设满足\(2y \geq x\)的数有\(\mathrm{Len}\)个，则方案数为\(\binom{n-\mathrm{Len}}{k}\)

2. 翻倍

此时，如果要保证\(x\)的排名不变，那么所有满足\(2x > y\)的\(y\)都要动

设满足\(2x > y\)的数有\(\mathrm{Len}\)个，则方案数为\(\binom{n-\mathrm{Len}}{k-\mathrm{Len}}\)

如果有相同的怎么办？？
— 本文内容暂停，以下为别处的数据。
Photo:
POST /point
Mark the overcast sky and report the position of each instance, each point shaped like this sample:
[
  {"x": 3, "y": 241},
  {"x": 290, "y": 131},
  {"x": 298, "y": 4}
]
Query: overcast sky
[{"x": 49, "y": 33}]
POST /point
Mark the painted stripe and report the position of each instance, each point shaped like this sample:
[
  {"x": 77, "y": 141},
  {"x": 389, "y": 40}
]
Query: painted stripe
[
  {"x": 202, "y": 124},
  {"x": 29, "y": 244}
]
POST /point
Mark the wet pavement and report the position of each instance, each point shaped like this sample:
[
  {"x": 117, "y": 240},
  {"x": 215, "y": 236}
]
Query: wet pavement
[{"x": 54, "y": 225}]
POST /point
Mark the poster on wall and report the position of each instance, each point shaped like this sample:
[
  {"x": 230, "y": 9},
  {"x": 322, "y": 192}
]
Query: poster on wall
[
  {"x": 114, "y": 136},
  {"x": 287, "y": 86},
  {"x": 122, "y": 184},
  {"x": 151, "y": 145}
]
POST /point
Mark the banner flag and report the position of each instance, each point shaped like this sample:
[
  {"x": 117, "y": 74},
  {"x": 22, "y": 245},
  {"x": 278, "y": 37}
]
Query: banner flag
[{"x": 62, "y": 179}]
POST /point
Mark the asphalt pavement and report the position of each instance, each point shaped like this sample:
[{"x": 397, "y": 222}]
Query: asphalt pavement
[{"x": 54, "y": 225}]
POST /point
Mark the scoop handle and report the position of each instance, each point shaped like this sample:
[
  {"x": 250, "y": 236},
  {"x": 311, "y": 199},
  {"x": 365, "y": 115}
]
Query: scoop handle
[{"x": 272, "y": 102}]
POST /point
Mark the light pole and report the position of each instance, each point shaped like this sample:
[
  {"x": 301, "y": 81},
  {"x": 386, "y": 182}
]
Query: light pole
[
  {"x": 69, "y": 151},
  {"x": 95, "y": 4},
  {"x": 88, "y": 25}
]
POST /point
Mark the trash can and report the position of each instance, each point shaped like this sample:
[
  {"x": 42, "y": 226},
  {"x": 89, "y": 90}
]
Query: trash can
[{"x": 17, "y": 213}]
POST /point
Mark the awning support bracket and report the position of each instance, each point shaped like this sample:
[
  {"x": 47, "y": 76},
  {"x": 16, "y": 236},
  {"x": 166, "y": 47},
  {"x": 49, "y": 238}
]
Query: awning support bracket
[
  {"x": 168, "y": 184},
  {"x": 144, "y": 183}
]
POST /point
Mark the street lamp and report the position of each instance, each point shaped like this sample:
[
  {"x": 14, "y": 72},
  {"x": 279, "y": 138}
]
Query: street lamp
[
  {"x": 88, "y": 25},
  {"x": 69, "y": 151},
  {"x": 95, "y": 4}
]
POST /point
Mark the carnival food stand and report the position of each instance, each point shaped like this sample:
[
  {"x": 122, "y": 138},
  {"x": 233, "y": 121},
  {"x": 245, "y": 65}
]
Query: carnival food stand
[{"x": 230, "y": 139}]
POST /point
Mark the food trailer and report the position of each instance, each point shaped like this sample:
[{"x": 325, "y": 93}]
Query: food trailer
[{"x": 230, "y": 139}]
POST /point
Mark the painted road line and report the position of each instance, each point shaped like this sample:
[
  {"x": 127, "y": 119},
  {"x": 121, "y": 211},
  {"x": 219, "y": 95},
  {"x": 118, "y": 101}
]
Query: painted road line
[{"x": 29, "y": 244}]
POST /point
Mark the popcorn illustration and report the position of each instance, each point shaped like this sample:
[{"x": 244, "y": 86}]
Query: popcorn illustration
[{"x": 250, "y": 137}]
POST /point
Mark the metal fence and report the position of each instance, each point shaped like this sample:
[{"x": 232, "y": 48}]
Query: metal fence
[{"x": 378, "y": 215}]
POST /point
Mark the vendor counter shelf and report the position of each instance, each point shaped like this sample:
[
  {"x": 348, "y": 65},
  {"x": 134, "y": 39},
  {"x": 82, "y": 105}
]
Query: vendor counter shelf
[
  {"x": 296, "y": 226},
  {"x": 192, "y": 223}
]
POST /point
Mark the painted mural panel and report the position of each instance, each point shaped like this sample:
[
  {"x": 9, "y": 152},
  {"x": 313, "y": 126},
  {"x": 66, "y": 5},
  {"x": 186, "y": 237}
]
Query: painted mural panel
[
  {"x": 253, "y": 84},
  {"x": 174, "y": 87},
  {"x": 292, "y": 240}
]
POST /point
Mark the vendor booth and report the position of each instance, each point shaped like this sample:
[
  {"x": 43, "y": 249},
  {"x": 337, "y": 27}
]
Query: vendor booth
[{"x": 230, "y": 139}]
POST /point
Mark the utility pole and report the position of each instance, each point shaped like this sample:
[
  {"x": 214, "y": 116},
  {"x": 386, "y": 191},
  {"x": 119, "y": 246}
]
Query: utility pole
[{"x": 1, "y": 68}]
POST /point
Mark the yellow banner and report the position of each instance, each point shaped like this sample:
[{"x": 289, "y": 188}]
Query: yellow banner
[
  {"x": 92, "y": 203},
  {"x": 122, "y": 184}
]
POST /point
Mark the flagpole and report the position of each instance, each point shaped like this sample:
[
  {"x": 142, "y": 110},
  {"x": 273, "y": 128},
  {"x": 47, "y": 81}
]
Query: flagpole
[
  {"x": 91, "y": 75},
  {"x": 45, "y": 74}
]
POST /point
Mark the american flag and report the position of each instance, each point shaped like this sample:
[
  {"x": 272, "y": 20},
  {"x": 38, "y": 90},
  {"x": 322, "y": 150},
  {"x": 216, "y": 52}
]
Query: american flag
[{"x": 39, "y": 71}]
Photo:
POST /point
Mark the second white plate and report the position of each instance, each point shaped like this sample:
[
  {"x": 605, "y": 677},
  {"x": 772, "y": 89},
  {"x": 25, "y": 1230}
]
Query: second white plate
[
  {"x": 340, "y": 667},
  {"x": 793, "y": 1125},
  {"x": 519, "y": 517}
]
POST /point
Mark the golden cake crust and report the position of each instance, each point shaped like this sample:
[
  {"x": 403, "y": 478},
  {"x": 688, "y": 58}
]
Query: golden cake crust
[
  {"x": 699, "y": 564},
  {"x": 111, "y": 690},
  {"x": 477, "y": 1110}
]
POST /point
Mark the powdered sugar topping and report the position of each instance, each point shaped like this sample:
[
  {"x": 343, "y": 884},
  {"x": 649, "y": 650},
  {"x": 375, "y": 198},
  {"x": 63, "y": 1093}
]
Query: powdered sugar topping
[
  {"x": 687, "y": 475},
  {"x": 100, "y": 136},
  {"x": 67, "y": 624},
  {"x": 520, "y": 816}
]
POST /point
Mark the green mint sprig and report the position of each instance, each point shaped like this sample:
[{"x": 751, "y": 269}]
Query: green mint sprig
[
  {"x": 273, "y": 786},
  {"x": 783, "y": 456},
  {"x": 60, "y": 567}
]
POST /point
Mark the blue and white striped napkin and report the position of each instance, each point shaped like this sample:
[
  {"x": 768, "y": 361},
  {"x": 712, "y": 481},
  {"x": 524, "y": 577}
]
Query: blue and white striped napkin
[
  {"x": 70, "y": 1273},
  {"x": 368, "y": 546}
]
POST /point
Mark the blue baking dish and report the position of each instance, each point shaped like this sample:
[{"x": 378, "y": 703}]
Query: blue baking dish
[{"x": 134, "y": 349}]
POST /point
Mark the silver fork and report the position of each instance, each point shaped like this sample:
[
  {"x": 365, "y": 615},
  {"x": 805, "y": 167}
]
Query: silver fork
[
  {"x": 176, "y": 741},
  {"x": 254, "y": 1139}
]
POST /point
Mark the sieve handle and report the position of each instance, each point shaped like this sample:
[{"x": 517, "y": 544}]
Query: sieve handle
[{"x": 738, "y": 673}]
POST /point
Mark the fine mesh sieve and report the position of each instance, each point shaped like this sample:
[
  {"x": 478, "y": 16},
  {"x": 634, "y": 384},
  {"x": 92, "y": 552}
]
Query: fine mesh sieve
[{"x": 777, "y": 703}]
？

去重之后，将\(0\)和其他的数字分开处理即可。

代码

#include<cstdio>
#include<cstring>
#include<cctype>
#include<algorithm>
#include<vector>
#define RG register
#define file(x) freopen(#x".in", "r", stdin);freopen(#x".out", "w", stdout);
#define clear(x, y) memset(x, y, sizeof(x))

inline int read()
{
	int data = 0, w = 1; char ch = getchar();
	while(ch != '-' && (!isdigit(ch))) ch = getchar();
	if(ch == '-') w = -1, ch = getchar();
	while(isdigit(ch)) data = data * 10 + (ch ^ 48), ch = getchar();
	return data * w;
}

const int maxn(1e5 + 10), Mod(998244353), N(maxn - 10);
struct node { int val, id, cnt; } A[maxn], B[maxn];
inline bool cmp(const node &lhs, const node &rhs) { return lhs.val < rhs.val; }

int fastpow(int x, int y)
{
	int ans = 1;
	while(y)
	{
		if(y & 1) ans = 1ll * ans * x % Mod;
		x = 1ll * x * x % Mod, y >>= 1;
	}
	return ans;
}

int sum[maxn];
int fac[maxn], inv[maxn];
int n, K, ans[maxn], tot;
std::vector<int> S[maxn];

inline int C(int n, int m)
{
	if(n < m || n < 0 || m < 0) return 0;
	return 1ll * fac[n] * inv[m] % Mod * inv[n - m] % Mod;
}

int main()
{
	fac[0] = inv[0] = 1;
	for(RG int i = 1; i <= N; i++) fac[i] = 1ll * fac[i - 1] * i % Mod;
	inv[N] = fastpow(fac[N], Mod - 2);
	for(RG int i = N - 1; i; i--) inv[i] = 1ll * inv[i + 1] * (i + 1) % Mod;
	n = read(), K = read();
	for(RG int i = 1; i <= n; i++) B[i] = (node) {read(), i, 1};
	std::sort(B + 1, B + n + 1, cmp); B[0] = (node) {-1, -1, 0};
	for(RG int i = 1; i <= n; i++)
		if(B[i].val != B[i - 1].val)
			{ ++tot; A[tot] = B[i]; S[tot].push_back(B[i].id); }
		else ++A[tot].cnt, S[tot].push_back(B[i].id);
	for(RG int i = 1; i <= tot; i++)
		sum[i] = sum[i - 1] + A[i].cnt;
	for(RG int i = 1, R = 1; i <= tot; i++)
	{
		while(R < tot && A[i].val * 2 > A[R + 1].val) ++R;
		int Len = sum[R] - sum[i - 1];
		if(A[i].val == 0) Len = sum[R] - sum[i] + 1;
		if(Len <= K)
			for(RG int j = 0, l = S[i].size(); j < l; j++)
				ans[S[i][j]] = (ans[S[i][j]] + C(n - Len, K - Len)) % Mod;
	}
	for(RG int i = tot, L = tot; i; i--)
	{
		while(L > 1 && A[L - 1].val * 2 >= A[i].val) --L;
		int Len = sum[i - 1] - sum[L - 1] + 1;
		for(RG int j = 0, l = S[i].size(); j < l; j++)
			ans[S[i][j]] = (ans[S[i][j]] + C(n - Len, K)) % Mod;
	}
	for(RG int i = 1; i <= n; i++) printf("%d\n", ans[i]);
	return 0;
}